[Paraview] Xdmf Reader/Writer Changes
John Biddiscombe
biddisco at cscs.ch
Wed Feb 13 09:25:38 EST 2008
Over the last week I've made some changes to the vtk-Xdmf Reader/Writer
classes. I'd like to commit these changes, but they are potentially a
cause for discussion so I'll post my lst of changes in the hope someone
can give constructive/destructive criticism/objections ...apologies if I
make silly typos in the following as I'm doing it from memory, the basic
gist of it should be correct.
vtkXdmfWriter
-------------------
1) Added a SetTimeValue method. When set, the writer adds <Time
value="..."/> to the generated file (grid). The principal reason for
this addition is to allow
Loop
read stuff
SetTimeValue(...)
writer->Write()
EndLoop
the generated Xdmf file now contains a collection of grids for the data
you have been writing - see next entry for additional...
2) Added flag AppendGridsToDomain which should be set before the above
looping procedure. This stops the Xmdf writer from creating a new *.xdmf
file on each write but instead opens the existing one if present, reads
the text into a string, appends the new grid and then closes it cleanly.
Thus allowing multiple grid in the same file.
Also added an extra CollectionType ivar (use "TemporalCollection") and
writer->CloseCollection() call which lets you write the tail of the file
after a grid collection has been written.
3) Added a flag InputsArePieces - this allows me to read N blocks
(typically 64 from 64 processors) one by one, call addinput as follows
writer->setInputsArePieces
writer->setAppendGridsToDomain
writer->SetFullGridSize(x,y,x)
writer->SetCollectionType("TemporalCollection")
loop over time steps
writer->SetHeavyDataSetName(hdf5 file name generated from prefix +
time step)
writer->SetTimeValue()
loop over blocks
read block
writer->AddInput()
end block loop
writer->write
end loop time
writer->CloseCollection()
On each write, the blocks are written into the same HDF5 file using the
dataspace generated from the Extent of the data. I have only implemented
this for vtkImageData so far. All blocks are written into one hdf5 file
- and one hdf5 file is created per time step in this scenario.

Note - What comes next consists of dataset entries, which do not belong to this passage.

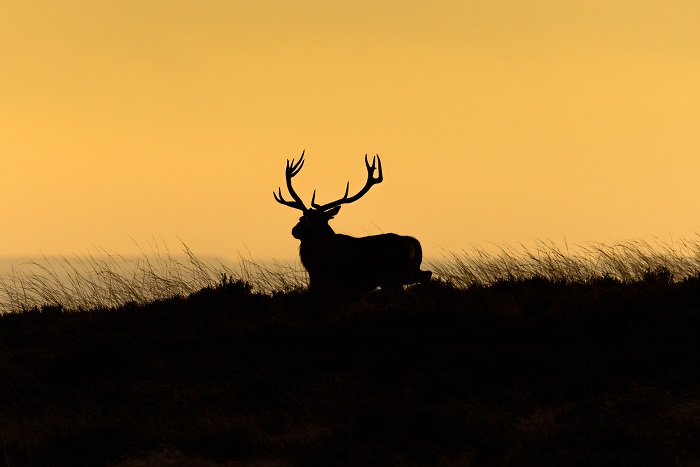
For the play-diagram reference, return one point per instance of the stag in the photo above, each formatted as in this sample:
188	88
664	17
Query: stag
335	260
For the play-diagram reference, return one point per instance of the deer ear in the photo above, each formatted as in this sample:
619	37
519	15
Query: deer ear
330	214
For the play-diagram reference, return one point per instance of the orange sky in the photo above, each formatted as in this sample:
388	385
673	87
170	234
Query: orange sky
496	122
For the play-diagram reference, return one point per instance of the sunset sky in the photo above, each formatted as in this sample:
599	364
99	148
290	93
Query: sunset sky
496	121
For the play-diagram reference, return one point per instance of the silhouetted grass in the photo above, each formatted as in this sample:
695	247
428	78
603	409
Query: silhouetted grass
527	369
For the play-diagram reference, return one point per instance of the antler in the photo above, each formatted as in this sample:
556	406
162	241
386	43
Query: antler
291	170
376	165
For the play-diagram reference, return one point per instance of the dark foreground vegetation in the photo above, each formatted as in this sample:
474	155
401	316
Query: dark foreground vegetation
522	372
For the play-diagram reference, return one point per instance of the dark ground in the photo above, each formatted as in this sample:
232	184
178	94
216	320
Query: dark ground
519	373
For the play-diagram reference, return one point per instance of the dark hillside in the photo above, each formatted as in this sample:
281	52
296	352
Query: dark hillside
522	373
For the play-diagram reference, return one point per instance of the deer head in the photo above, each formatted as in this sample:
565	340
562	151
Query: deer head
314	221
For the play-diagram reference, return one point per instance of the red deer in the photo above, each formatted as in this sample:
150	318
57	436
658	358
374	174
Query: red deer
335	260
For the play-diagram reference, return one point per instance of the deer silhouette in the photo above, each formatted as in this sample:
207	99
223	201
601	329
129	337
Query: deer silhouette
357	264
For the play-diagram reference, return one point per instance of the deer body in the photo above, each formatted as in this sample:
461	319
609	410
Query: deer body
341	261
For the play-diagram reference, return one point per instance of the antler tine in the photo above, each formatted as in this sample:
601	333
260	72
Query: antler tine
291	170
376	165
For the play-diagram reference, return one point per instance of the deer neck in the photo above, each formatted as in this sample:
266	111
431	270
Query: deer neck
314	245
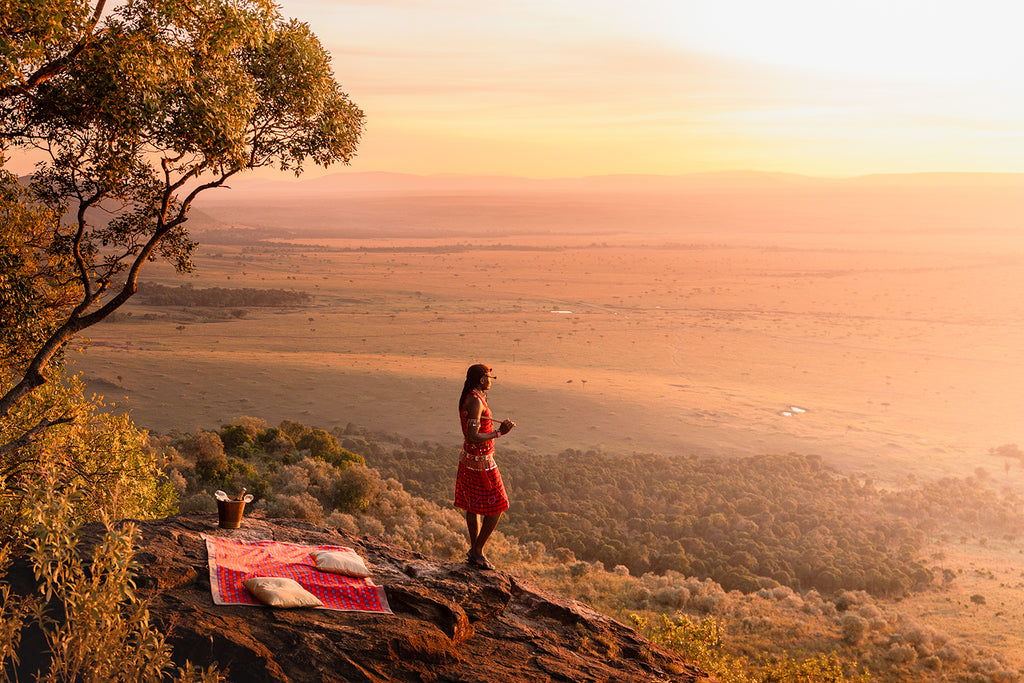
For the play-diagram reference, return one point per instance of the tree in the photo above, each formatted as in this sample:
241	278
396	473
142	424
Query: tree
139	114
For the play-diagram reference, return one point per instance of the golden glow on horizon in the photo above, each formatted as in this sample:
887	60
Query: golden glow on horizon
567	88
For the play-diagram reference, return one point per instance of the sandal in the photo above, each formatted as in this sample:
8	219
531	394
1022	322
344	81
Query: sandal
478	561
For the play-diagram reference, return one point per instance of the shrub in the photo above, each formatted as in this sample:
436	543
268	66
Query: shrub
94	627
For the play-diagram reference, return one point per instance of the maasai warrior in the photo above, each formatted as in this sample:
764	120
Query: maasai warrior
478	488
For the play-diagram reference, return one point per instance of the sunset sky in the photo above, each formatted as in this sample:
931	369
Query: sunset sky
546	88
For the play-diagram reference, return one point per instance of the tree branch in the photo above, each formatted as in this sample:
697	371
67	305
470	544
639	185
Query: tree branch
27	438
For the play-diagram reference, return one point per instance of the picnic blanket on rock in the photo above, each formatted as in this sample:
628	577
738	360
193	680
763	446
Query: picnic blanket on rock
233	561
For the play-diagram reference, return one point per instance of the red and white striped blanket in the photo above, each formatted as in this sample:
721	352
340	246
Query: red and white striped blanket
233	561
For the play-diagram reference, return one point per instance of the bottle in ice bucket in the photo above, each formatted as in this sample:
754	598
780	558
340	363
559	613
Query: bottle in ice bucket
229	510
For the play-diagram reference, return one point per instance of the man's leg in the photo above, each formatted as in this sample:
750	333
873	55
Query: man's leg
489	522
472	523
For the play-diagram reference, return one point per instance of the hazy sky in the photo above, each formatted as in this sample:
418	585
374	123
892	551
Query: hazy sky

4) Due to a problem with discovering Extents and wholeExtents (from a
single piece of data) I posted to the list last week, I have added
FullGridSize (Vector 3 int) set get macro so that when pieces are added,
the whole extent is known and the dataspaces can be computed correctly.
Without this, a piece with extent 0,11,0,11,0,11 does not know if it is
part of a 0,64,0,64,0,64 or some other original size and the correct
dataspace cannot be inferred. (assumes vtkImageData currently, c.f.
discussion about extents of pv list)
5) Bug fix. There was an error in one of the Data copy routines from
vtkDataArray to Xdmf array which munged variables with vector fields.
Scalars were ok, but vectors wrong. Fixed it.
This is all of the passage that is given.